Tuesday, April 18, 2017
Slate: The IRS Is Using Private Debt Collectors Again. And It May Not End Well, by Adam Chodorow (Arizona State):
Last year, Congress authorized the Internal Revenue Service to use private debt collectors to go after unpaid tax liabilities — and this month, if you are one of the unfortunate, you may have already had the pleasure first-hand. The U.S. Treasury hopes to assign up to 1,000 delinquent accounts a month to each of four different companies, which will be able to keep 25 percent of the tax bills they collect.
We’ve been here before — twice, in fact — and the government actually lost money. It is not at all clear why this time should be different. And even if the program does save the government money, as its proponents promise, turning over delinquent tax accounts to private debt collectors raises a host of issues that should give us pause. ...
We have come to a point where audits have fallen to their lowest levels in over a decade, in large part because we have refused to fund the IRS at levels sufficient for it to carry out its mission.

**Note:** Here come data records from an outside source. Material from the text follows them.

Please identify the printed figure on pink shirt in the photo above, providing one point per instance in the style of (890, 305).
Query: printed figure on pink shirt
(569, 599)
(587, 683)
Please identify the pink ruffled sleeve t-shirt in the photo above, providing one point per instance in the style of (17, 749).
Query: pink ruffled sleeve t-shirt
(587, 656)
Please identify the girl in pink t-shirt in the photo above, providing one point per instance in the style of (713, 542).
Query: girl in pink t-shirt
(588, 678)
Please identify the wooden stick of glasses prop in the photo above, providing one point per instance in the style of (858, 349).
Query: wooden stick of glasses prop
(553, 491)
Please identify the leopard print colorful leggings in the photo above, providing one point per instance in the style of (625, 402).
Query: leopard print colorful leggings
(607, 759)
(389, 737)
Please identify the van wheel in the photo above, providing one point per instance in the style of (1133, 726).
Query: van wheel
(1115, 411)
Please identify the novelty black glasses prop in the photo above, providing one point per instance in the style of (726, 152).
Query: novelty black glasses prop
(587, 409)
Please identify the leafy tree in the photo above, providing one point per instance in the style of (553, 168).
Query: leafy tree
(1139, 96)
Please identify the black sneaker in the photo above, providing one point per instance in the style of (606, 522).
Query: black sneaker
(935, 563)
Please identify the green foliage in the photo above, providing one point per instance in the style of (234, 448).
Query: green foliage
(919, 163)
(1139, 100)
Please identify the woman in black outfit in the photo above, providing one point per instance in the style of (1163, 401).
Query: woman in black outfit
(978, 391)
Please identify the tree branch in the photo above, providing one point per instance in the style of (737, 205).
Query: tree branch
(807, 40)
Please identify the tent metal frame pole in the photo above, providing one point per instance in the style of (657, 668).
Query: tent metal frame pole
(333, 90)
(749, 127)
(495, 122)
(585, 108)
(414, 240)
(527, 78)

While these cuts have been touted as necessary in an era of tight budgets, the IRS falls into that rare category of government spending that actually raises revenues. Studies suggest that every $1 spent on enforcement yields $10 of revenue. And it is hard not to notice the distributional impact of our current policy, which reduces enforcement for larger taxpayers, while unleashing private debt collectors on the little guys.
It is sometimes fashionable to draw parallels between perceived degeneracy in the U.S. and Rome, suggesting that we are walking a Roman path to the end of our American empire. Another key factor in the Roman collapse was the abuses heaped upon the people by private tax collectors.
Let’s take another path—and start by fully funding the IRS.